Canada's prime minister is betting a trade deal with Beijing is worth a fight with Washington. Mark Carney, on a visit to Beijing, announced a "preliminary but landmark" deal that will reopen Canada's market to Chinese-made EVs, reversing tariffs that effectively shut them out in 2025. Ottawa will now allow up to 49,000 Chinese EVs a year at a 6.1% tariff—rising to 70,000 by year five—levels Carney said would restore imports to roughly where they were before Canada joined a US-led 100% tariff, Politico reports. In return, China will sharply scale back its own punitive duties on Canadian canola, cutting a combined rate of about 85% down to roughly 15% by March 1.
The deal will also remove Chinese tariffs on Canadian products including lobster, crab, and peas, the CBC reports. The move comes as Carney and Chinese President Xi Jinping try to reset a strained relationship and as Ottawa looks to reduce its reliance on an increasingly volatile United States under President Trump. Carney told reporters the relationship with China has become "more predictable," even as he stressed that ties with the US remain "more multifaceted, much deeper, much broader." His government has set a target of doubling Canada's trade with non-US partners within a decade, pushing harder into China and the Middle East for both exports and investment.
The EV shift puts Canada at odds with both Washington and Mexico, which recently hiked its own tariff on Chinese electric cars to 50%. US and Canadian lawmakers and unions have long warned that low-cost Chinese vehicles threaten North America's auto industry, a concern echoed by Ontario Premier Doug Ford, who urged Carney to keep tariffs unless China builds cars in Canada and hires local workers. Carney noted that even with the new quotas, Chinese EVs would represent only a small fraction of Canada's 1.8 million annual auto sales. He said China is expected to start investing in the Canadian auto industry within three years, the AP reports.

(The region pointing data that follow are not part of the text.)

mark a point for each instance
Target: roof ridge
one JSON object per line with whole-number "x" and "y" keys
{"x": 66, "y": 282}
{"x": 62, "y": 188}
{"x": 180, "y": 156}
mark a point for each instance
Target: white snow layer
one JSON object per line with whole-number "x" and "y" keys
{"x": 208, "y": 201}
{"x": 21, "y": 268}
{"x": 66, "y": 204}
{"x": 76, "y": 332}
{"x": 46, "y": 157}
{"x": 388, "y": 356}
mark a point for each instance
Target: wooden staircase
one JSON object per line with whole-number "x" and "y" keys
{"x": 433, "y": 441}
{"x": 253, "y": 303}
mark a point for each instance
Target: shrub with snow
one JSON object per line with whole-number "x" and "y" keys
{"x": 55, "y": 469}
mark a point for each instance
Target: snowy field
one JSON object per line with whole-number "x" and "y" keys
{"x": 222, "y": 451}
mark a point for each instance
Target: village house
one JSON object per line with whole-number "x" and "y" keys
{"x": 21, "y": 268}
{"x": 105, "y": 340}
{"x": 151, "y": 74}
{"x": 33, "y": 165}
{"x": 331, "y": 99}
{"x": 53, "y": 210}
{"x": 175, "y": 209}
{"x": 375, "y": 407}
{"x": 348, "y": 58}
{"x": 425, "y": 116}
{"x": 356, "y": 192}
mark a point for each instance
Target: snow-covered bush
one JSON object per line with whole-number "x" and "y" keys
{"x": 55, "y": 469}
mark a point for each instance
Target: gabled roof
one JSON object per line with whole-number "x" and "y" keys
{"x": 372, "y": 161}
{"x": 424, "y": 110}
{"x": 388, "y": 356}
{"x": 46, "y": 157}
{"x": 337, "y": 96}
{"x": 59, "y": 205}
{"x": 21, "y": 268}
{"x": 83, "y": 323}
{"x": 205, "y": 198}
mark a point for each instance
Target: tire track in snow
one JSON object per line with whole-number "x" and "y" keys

Flavio Volpe, president of the Automotive Parts Manufacturers' Association, tells the CBC that he likes some of the "guardrails" in the EV agreement, including a requirement to meet Canadian safety standards. The deal, however, is at odds with Carney's push to "buy Canadian," says Volpe, a member of Carney's council on US-Canada relations. "The concern is we're mostly export-oriented, and we're trying to return to build Canada for Canada because, of course, we've got our friction, let's call it, with the Americans," he says. "So every single sale counts. It's much better to get that sale from a company that's manufacturing here, that's buying supplies here and employing Canadians here."